I live in the Northern Hemisphere. Not on an ice flow but fairly far north, well beyond what you’d call tropical.

So imagine my shock when I looked out my office window in the dead of winter and saw a koala perched on a branch of my gnarled apple tree.

Yes, I’d had my morning coffee and, no, it didn’t contain brandy. I saw a koala. At least until my brain slapped my imagination upside the head and reminded me it wasn’t possible; I was seeing things. Seeing things differently.

At least outside my window. Inside was a different story.

Some months prior to the marsupial sighting, I’d been working on a novel, one of the most challenging books I’ve written. This story required the weaving of two worlds. I had everything in place, or so I thought, but readers weren’t getting it. The protagonist was compelling; the writing and dialogue flowed; the goals, motivations and conflict were all spelled out. Editors and agents had said so. Yet they weren’t buying. Readers seemed fuzzy on the secondary world I’d so carefully woven through the pages. Maybe, someone suggested, you could take a specific pivotal event that happens later in the manuscript and use it as your opening. That, they said, would clear things up.

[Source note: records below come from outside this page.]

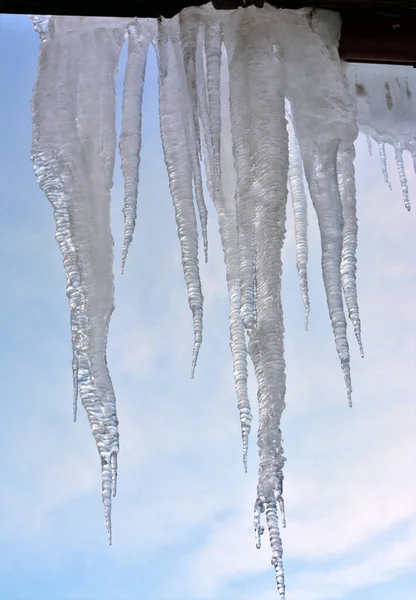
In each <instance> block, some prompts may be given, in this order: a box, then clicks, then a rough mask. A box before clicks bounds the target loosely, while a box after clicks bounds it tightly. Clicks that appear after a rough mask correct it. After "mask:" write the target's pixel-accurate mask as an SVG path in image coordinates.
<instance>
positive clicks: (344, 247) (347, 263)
mask: <svg viewBox="0 0 416 600" xmlns="http://www.w3.org/2000/svg"><path fill="white" fill-rule="evenodd" d="M354 158H355V148H354V144H353V143H350V144H344V143H341V144H340V145H339V148H338V155H337V176H338V186H339V193H340V196H341V204H342V215H343V220H344V226H343V230H342V254H341V283H342V289H343V291H344V298H345V304H346V305H347V311H348V316H349V318H350V320H351V323H352V325H353V328H354V334H355V337H356V339H357V342H358V347H359V349H360V354H361V357H362V358H364V350H363V344H362V339H361V320H360V313H359V309H358V299H357V282H356V271H357V259H356V251H357V236H358V223H357V206H356V189H355V173H354Z"/></svg>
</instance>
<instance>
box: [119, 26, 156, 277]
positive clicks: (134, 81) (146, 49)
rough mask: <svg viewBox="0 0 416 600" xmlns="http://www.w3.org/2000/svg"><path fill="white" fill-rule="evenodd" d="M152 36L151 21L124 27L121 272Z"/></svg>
mask: <svg viewBox="0 0 416 600" xmlns="http://www.w3.org/2000/svg"><path fill="white" fill-rule="evenodd" d="M153 36H154V23H153V20H150V19H149V20H141V21H137V20H136V21H135V22H134V23H133V24H132V25H130V26H129V28H128V40H129V41H128V56H127V66H126V74H125V78H124V91H123V109H122V110H123V122H122V129H121V135H120V144H119V148H120V154H121V169H122V171H123V175H124V209H123V213H124V242H123V250H122V258H121V271H122V272H124V266H125V263H126V258H127V253H128V250H129V246H130V244H131V241H132V239H133V233H134V228H135V224H136V217H137V191H138V185H139V165H140V149H141V145H142V139H141V138H142V102H143V86H144V78H145V72H146V59H147V52H148V48H149V44H150V42H151V41H152V37H153Z"/></svg>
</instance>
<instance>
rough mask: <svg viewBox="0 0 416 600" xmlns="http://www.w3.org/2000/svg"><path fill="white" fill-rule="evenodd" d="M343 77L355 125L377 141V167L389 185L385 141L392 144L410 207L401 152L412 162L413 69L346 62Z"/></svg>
mask: <svg viewBox="0 0 416 600" xmlns="http://www.w3.org/2000/svg"><path fill="white" fill-rule="evenodd" d="M347 77H348V82H349V87H350V90H351V93H352V94H353V95H354V96H355V98H356V101H357V109H358V114H357V119H358V124H359V127H360V129H361V131H363V132H364V133H365V134H366V135H367V137H368V139H371V138H373V139H374V140H376V141H377V143H378V144H379V147H380V159H381V167H382V171H383V175H384V179H385V181H386V183H388V185H389V186H390V182H389V179H388V175H387V163H386V153H385V144H390V145H392V146H393V147H394V151H395V157H396V163H397V170H398V175H399V180H400V187H401V189H402V194H403V200H404V204H405V207H406V209H407V210H410V200H409V189H408V184H407V177H406V172H405V168H404V163H403V151H404V150H408V151H409V152H410V154H411V155H412V158H413V161H414V162H415V160H416V152H415V149H416V126H415V123H416V75H415V70H414V69H413V67H410V66H401V65H376V66H375V65H349V66H348V68H347ZM390 187H391V186H390Z"/></svg>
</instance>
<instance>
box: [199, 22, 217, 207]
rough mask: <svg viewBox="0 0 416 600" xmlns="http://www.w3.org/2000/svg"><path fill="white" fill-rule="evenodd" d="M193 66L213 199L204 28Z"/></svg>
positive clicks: (210, 126)
mask: <svg viewBox="0 0 416 600" xmlns="http://www.w3.org/2000/svg"><path fill="white" fill-rule="evenodd" d="M195 68H196V81H197V85H196V90H197V96H198V97H197V100H198V106H197V108H198V115H199V118H200V119H201V125H202V131H203V136H202V145H203V149H204V151H203V158H204V166H205V175H206V183H207V188H208V193H209V195H210V196H211V198H212V199H214V193H215V192H216V191H217V183H216V182H215V181H214V179H213V177H214V170H215V168H214V149H213V145H212V135H211V118H210V113H209V110H208V98H207V87H206V80H205V72H204V28H203V27H202V24H201V27H199V28H198V35H197V43H196V53H195Z"/></svg>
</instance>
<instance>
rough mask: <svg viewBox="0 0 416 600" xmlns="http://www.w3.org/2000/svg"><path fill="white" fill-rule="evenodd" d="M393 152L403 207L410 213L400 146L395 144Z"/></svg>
mask: <svg viewBox="0 0 416 600" xmlns="http://www.w3.org/2000/svg"><path fill="white" fill-rule="evenodd" d="M394 150H395V154H396V164H397V171H398V173H399V179H400V186H401V188H402V194H403V201H404V205H405V207H406V210H408V211H410V201H409V187H408V184H407V177H406V172H405V170H404V162H403V146H402V144H397V145H396V146H395V149H394Z"/></svg>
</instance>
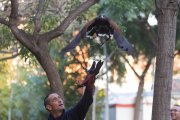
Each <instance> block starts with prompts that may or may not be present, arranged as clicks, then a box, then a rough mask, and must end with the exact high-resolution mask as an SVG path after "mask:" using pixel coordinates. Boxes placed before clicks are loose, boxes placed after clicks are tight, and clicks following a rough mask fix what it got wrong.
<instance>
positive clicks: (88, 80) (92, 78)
mask: <svg viewBox="0 0 180 120" xmlns="http://www.w3.org/2000/svg"><path fill="white" fill-rule="evenodd" d="M102 65H103V61H101V60H100V61H98V63H97V64H96V62H95V61H93V64H92V65H91V68H90V69H89V70H88V74H87V76H86V78H85V80H84V81H83V83H82V84H79V85H78V86H77V87H83V86H86V87H87V89H93V88H94V83H95V79H96V75H97V74H98V73H99V70H100V68H101V67H102Z"/></svg>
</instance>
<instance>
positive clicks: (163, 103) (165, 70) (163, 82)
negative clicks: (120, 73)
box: [152, 0, 178, 120]
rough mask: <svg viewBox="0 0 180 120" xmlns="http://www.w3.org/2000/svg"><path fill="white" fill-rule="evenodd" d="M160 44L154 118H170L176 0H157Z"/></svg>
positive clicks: (153, 117) (175, 11) (173, 50)
mask: <svg viewBox="0 0 180 120" xmlns="http://www.w3.org/2000/svg"><path fill="white" fill-rule="evenodd" d="M156 9H157V17H158V45H157V59H156V71H155V83H154V98H153V110H152V120H170V111H169V108H170V100H171V89H172V74H173V73H172V71H173V58H174V49H175V38H176V20H177V12H178V4H177V1H176V0H174V1H173V0H171V1H169V0H166V1H165V0H156Z"/></svg>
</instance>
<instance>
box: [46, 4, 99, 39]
mask: <svg viewBox="0 0 180 120" xmlns="http://www.w3.org/2000/svg"><path fill="white" fill-rule="evenodd" d="M98 1H99V0H87V1H85V2H84V3H82V4H80V5H79V6H78V7H77V8H76V9H75V10H73V11H71V12H70V13H69V15H68V16H67V17H66V18H65V19H64V21H63V22H62V23H61V24H60V25H59V26H58V27H57V28H55V29H54V30H52V31H49V32H47V33H45V34H43V37H44V38H46V39H47V40H48V42H49V41H51V40H52V39H53V38H56V37H58V36H60V35H62V34H63V33H64V31H65V30H66V28H67V27H68V26H69V25H70V23H71V22H72V21H73V20H74V19H76V17H77V16H78V15H79V14H81V13H82V12H84V11H85V10H87V9H88V8H89V7H91V6H92V5H94V4H95V3H97V2H98Z"/></svg>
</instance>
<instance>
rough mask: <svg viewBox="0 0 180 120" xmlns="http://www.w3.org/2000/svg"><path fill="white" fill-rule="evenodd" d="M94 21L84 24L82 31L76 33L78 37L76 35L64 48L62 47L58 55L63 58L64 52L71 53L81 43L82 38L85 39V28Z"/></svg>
mask: <svg viewBox="0 0 180 120" xmlns="http://www.w3.org/2000/svg"><path fill="white" fill-rule="evenodd" d="M94 21H95V19H93V20H91V21H89V22H88V23H86V24H85V25H84V27H83V28H82V30H81V31H80V32H79V33H78V35H76V37H75V38H74V39H73V40H72V41H71V42H70V43H69V44H68V45H67V46H66V47H64V48H63V49H62V50H61V52H60V54H61V55H62V56H63V55H64V54H65V53H66V52H69V51H71V50H72V49H74V48H75V47H76V46H77V45H78V44H79V43H80V41H81V39H83V38H84V37H86V32H87V28H88V27H89V26H90V25H91V24H92V23H93V22H94Z"/></svg>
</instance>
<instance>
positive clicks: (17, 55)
mask: <svg viewBox="0 0 180 120" xmlns="http://www.w3.org/2000/svg"><path fill="white" fill-rule="evenodd" d="M19 55H20V53H16V54H14V55H12V56H10V57H4V58H1V59H0V61H5V60H9V59H13V58H16V57H17V56H19Z"/></svg>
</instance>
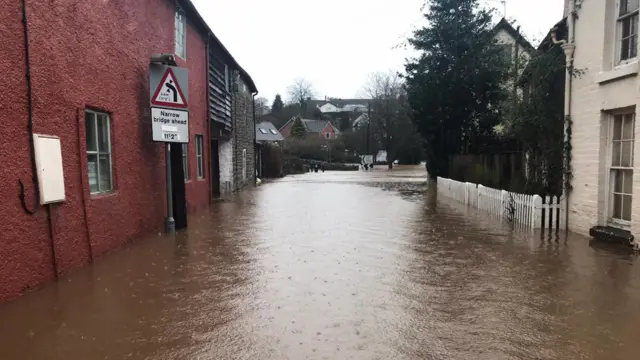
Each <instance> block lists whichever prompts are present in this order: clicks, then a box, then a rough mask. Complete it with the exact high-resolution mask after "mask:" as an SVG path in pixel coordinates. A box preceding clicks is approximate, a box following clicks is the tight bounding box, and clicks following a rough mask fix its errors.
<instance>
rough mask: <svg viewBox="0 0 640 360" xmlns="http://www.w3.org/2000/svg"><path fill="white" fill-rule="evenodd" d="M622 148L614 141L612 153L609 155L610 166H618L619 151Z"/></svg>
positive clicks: (618, 142) (619, 163)
mask: <svg viewBox="0 0 640 360" xmlns="http://www.w3.org/2000/svg"><path fill="white" fill-rule="evenodd" d="M621 147H622V143H621V142H619V141H616V142H614V143H613V151H612V154H611V166H620V149H621Z"/></svg>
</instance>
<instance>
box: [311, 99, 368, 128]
mask: <svg viewBox="0 0 640 360" xmlns="http://www.w3.org/2000/svg"><path fill="white" fill-rule="evenodd" d="M370 101H371V100H370V99H337V98H326V99H324V100H312V99H307V100H306V101H305V102H304V106H305V111H306V114H308V116H313V115H316V116H318V117H319V118H322V119H326V120H331V121H332V123H333V124H334V125H335V126H336V127H337V128H339V129H340V130H341V131H345V130H347V129H349V128H350V127H351V125H352V123H353V121H354V120H355V119H357V118H358V117H359V116H361V115H362V114H366V113H367V111H368V108H369V102H370Z"/></svg>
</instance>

No. Not possible. While I wasn’t married to the opening I had, I did favor a certain order in the unfolding of events. There was a logic to it. Putting that pivotal event at the front of the book would seriously mess up the pacing and ruin the escalating tension.

When the Martian-I-married pointed out that I was, in fact, the author of this particular novel which meant I had complete control over the unfolding of events, the rising of said tension, etc. etc., I told him to (please) go into the basement and work on his car. Then I stuck the manuscript away for more aging while I finished something else.

As these things work – literally minutes before I saw the koala – I had pulled the manuscript and placed it on my desk. But while I had new perspective on the wildlife in my backyard, I was still seeing what I wanted to see in the WIP.

I spent the next few days revising around that troubling opening and maintaining my unarguable logic of why events needed to unfold the way they did. Curiously, the opening did not rewrite itself; the problem still remained. Funny how that works.

On Thursday I decided what the hell. I copied and pasted the pivotal event from the middle of the manuscript to the beginning. I wrote, and rewrote. I fiddled with the middle, writing and rewriting that too.

It did not work. It wrecked the flow in the middle; it raised too many questions at the beginning.

Feeling both smug and discouraged, I went to sign off for the day. And that’s when I saw it. Another koala. Only this one wasn’t in the apple tree, it was on the screen in front of me. I saw, quite suddenly and from a completely different perspective, what that reader had been going on about. I saw beyond the specific event of the pivotal scene to the elements she was after – the danger, the conflict, the setting. And – praise the writing Gods – I saw how to incorporate those elements into a new opening scene.

I saw differently. Obviously seeing things differently is a skill I need to feed. I just hope that koala sticks around.